Sözcü yazarı Deniz Zeyrek, Cumhurbaşkanı ve AKP Genel Başkanı Tayyip Erdoğan'ın, ABD'nin Ankara Büyükelçisi Jeff Flake'in CHP Genel Başkanı Kemal Kılıçdaroğlu'nu ziyaretine ilişkin söylediği, "Ayıptır, azıcık kafanı çalıştır. Sen büyükelçisin. Senin buradaki muhatabın Cumhurbaşkanı'dır. Sen bundan sonra hangi yüzle Cumhurbaşkanı'ndan randevu isteyeceksin? Bizim kapılan kapandı ona, bir daha göremezsin. Niye? Haddini bileceksin. Büyükelçi olarak görevini bileceksin. Bir büyükelçi nasıl çalışır, bunu öğreneceksin. Bunu öğrenmediğin takdirde bu kapı öyle yol geçen hanı değil, giremezsin" sözlerini yorumladı.
"Yapılması gereken en doğru şey, o görüşmeyi not edip görmezden gelmekken Erdoğan'ın bu kadar içli ve abartılı tepki göstermesinin nedeni ne olabilir ki?" diye soran Zeyrek, şunları kaydetti:
"Belki bu görüşmeden bir propaganda konusu çıkarmaya hazırlanıyordur. Yakında her çıktığı kürsüde seccade bölümünden sonra 'Bakın rakibimi dış güçler destekliyor' derse şaşırmayın.
Belki bu görüşmeyi fazla ciddiye almasının nedeni kendi siyasi geçmişindeki bazı anılarıdır. O anılardan yola çıkarak, 'ABD Büyükelçisi ziyaret ediyorsa, O'nun kazanacağına inanıyordur' diyordur.
(Hatırlayın lütfen: 15 Ekim 1996'da ABD'nin o zamanki Ankara Büyükelçisi Morton Abromowitz'le görüştükten sonra kendisinin siyasi yol haritasında ciddi bir değişiklik olmuş, siyasette yerelden ulusala geçmesini sağlayan gelişmeler yaşanmıştı.

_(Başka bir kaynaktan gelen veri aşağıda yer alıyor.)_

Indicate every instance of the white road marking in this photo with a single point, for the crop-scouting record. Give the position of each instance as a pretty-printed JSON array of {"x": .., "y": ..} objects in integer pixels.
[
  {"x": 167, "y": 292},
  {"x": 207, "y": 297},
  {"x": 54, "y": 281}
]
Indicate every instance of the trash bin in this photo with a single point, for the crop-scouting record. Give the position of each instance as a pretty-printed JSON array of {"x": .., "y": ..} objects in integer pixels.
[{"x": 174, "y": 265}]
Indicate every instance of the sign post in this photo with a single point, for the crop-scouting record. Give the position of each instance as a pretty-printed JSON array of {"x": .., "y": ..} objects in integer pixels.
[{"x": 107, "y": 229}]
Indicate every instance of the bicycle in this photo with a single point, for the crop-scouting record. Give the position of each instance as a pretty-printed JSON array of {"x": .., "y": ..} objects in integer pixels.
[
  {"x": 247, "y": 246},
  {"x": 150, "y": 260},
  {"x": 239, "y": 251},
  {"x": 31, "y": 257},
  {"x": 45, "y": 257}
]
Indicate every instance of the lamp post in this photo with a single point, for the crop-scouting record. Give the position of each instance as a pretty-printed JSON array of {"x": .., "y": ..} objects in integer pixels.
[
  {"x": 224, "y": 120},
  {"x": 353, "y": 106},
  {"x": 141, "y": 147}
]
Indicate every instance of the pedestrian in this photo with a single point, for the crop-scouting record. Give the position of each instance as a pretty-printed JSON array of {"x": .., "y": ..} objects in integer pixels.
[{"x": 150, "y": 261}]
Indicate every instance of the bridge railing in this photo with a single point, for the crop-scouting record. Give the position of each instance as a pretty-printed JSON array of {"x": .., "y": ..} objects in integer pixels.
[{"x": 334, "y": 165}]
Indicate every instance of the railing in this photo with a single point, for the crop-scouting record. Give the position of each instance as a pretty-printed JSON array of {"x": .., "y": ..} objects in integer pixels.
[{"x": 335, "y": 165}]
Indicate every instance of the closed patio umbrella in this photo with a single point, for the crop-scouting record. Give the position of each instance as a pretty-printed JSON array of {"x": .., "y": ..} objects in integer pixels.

Aynı şekilde yeni kurdukları AK Parti, yol arkadaşı Abdullah Gül 23 Temmuz 2001 günü İngiltere'nin Ankara Büyükelçisi David Logan'la görüştükten bir buçuk yıl sonra tek başına iktidar olmuştu.)
İster ilki ister ikincisi olsun.
Bu açıklama, Erdoğan'ın seçimi kaybetme ihtimalini fazla taktığının önemli bir göstergesidir."